2.  A communal feeling.  Doesn't exist here either.  It just doesn't.  No nice plazas where families just hang out.  You wake up in a box, drive to a box to work, or work from your living box.  You go to a box to workout, and back home to sleep in your box.  Box to Box, all day, everyday.  Some cities are ok, but upper middle class careers are being squeezed a bit here, so there isn't a template perhaps, like there was a decade or 2 ago.

3.  Social skills are less prominent among younger people today.  Inviting your neighbor and his kids over for coffee and a friendly tennis match?  Seems less common than before. 

4.  Anglo culture.  Doesn't incentivice family in the same way.  Compare white americans to Jewish americans, and the sense of community is literally so much larger in the latter group.  A very peachy culture where people are nominally friendly outside, but hard to get to know.  This isn't anyones fault.  It's just the way this society bleeds into people.  

The above, and a few other factors, makes it hard to have a 'home base' in the US.  Sure you have your college buddies, but get a demanding job, move cities, and 3 years later, if you didn't make time for them..they're now strangers.  

I don't know what the solution is other than to just keep trying.  Keep pushing my brother.  The struggle today is less than it was in the past.  

For the younger guys here.  Make an effort to keep your pre-25 friends.  That's when its easiest to make friends, and keeping old contacts is easier than building new ones.  Post 30, you need to go Temujin/Monke Khan/Subatai/Mongol Empire level of intensity in order to build a social circle here.  It's just what it is. 

Keep killing it brother.  Hope it works out, earnestly.

 

Also an immigrant from an Asian country — you nailed it. The U.S. does not treat family and the community the way that Asian cultures do 

this isn’t trying to poop on the U.S., I love most things here as well. And I wish we had that same culture here, it’s just sad that’s not the case.
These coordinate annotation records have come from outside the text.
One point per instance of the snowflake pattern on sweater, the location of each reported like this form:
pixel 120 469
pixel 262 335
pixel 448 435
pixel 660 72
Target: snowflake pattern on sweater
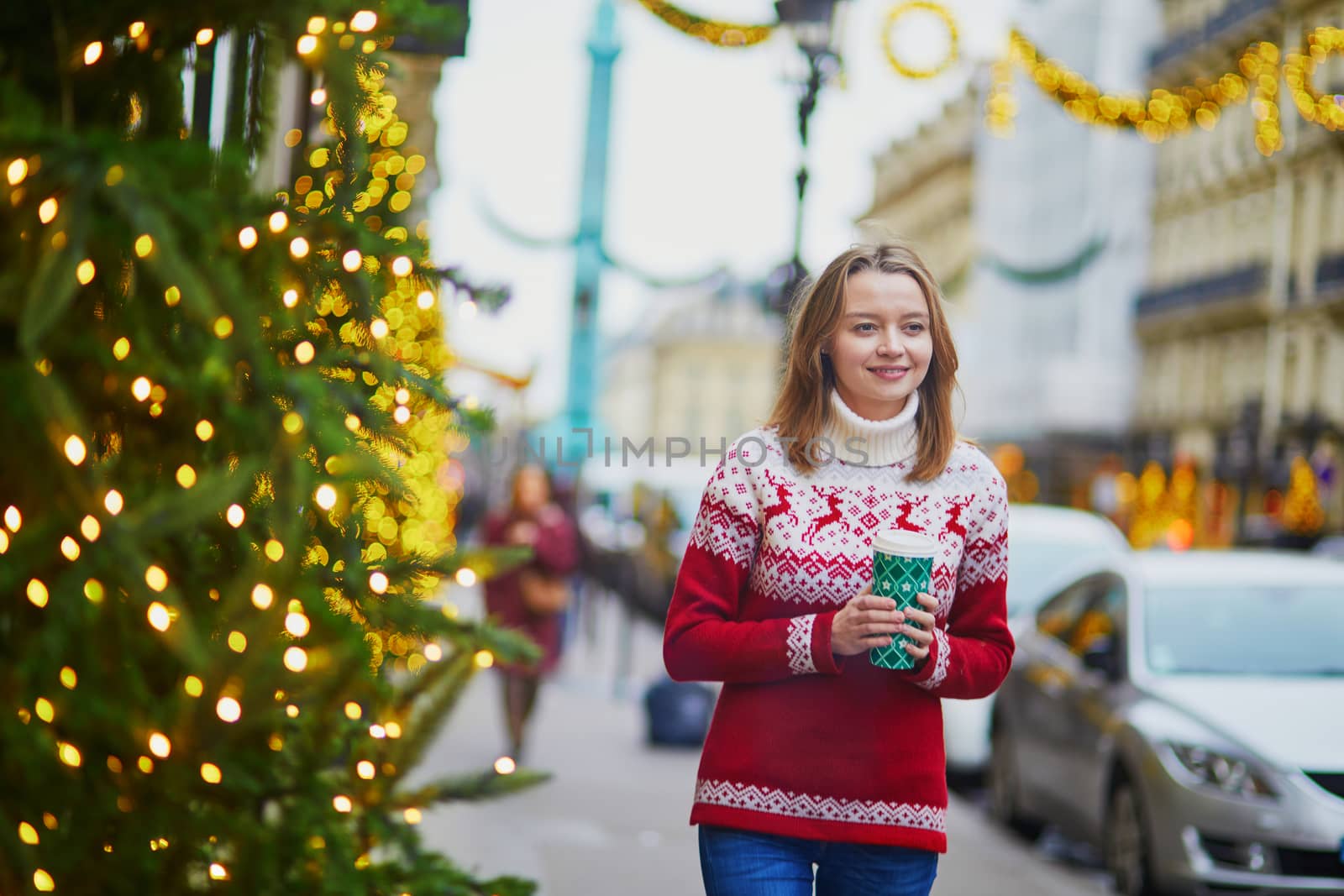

Even friendship is not often as strong here, you have to be way more deliberate to make strong bonds and even then the chances of reciprocation are not high 

 

Agreed, and sometimes I wonder why it has to be this way.  

I'm going to poop on america a bit, but it does seem like making friends isn't really a process here like it is in other places.  1 invites 2 for dinner, than 2 invites 1 for drinks, then 1 invites 2 and his family over for dinner, and etc... It doesn't seem to happen this way here.  Even in NYC/DC/SF, it's really just 'high, hello by by'.  All my closest friends are from college, and my first 2 years professionally, literally have not met a friend friend, since.